1.   A large multicenter study
2.   Consistency across study subsets (large trial)
3.   Multiple studies in a single study (e.g., properly designed factorial studies)
4.   Multiple endpoints involving different events (i.e., prospectively identified primary and  secondary endpoints representing different beneficial effects)
5.   Statistically very persuasive findings

For orphan indications, characteristics 1 and 2 are difficult to achieve due to the need for large trials. Characteristic 3 is situational; the example provided by FDA highlights a combination therapy tested as both the combination and as individual parts. Characteristic 4 is typically incorporated into the study designs Rho reviews. Often, this item can be interpreted by sponsors as the “everything but the kitchen sink” approach. In our experience, multiple well thought out, differentiated endpoints can help FDA assess approvability; however, FDA will stress that these endpoints should be independent of each other.

Additionally, FDA will often request that the endpoints be hierarchically ranked; this preserves the overall alpha for the study by preventing companies from fishing for an acceptable endpoint should the primary fail. If the program hits on multiple, well-thought out, agreed upon endpoints, improves significantly on current therapies, and the disease is serious, FDA may consider a single trial appropriate.

Characteristic 5 is likely the most realistic situation orphan drug sponsors can achieve, in spite of the small sample sizes typically observed in orphan trials. Assuming the orphan indication is for a serious indication (as defined above), FDA will at times negotiate with a sponsor those outcomes considered sufficient to support approval with a single clinical trial. Such a strategy should be discussed prospectively with FDA prior to initiating the pivotal trial; assuming FDA agrees with the design, FDA may be willing to consider allowing the filing to proceed if either 1) a highly statistically persuasive and clinically meaningful outcome is achieved or 2) at FDA’s discretion, dependent on FDA’s review of the efficacy data, the severity of the disease, and medical need. In practice, this approach has a high chance of failure, as most companies who work on orphan products move into their pivotal study with either 1) very small proof of concept Phase 1/2 trials that hint at efficacy but are not robust or 2) uncontrolled Phase 2 studies that show efficacy versus natural history data but fail to achieve statistically significant results when conducted as randomized, double-blind studies.

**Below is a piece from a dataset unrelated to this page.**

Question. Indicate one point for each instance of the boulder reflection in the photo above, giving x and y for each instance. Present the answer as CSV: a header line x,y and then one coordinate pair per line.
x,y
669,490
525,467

That aside, recently, FDA has taken an active approach for approving products based on a single trial with certain therapeutic paths, particularly anti-infectives. The Limited Population Antibacterial Drug (LPAD) pathway allows antibiotics to be approved and labeled for small populations with unmet needs. As of October 2019, two products have been approved using this pathway with single clinical studies:

•   Arikayce (amikacin liposome inhalation suspension), for the treatment of lung disease caused by a group of bacteria, Mycobacterium avium complex, in a limited population of patients with the disease who do not respond to conventional treatment, approved with a single trial on a surrogate endpoint (sputum conversion); and
•   Pretomanid Tablets in combination with bedaquiline and linezolid for the treatment of a specific type of highly treatment-resistant tuberculosis of the lungs, which was approved with a single trial that showed significant benefit relative to historical controls.

The success of these programs demonstrates FDA’s willingness to be flexible when the benefit can be properly assessed and truly outweighs the risk in a specific patient population. However, companies should be cautious when developing an orphan product. Prospectively planning to properly assess efficacy outcomes in reasonably sized, randomized, double-blind Phase 2 trials will help companies make appropriate go/no go decisions earlier in a product’s life cycle, ultimately helping companies spend less time and money on unapprovable products.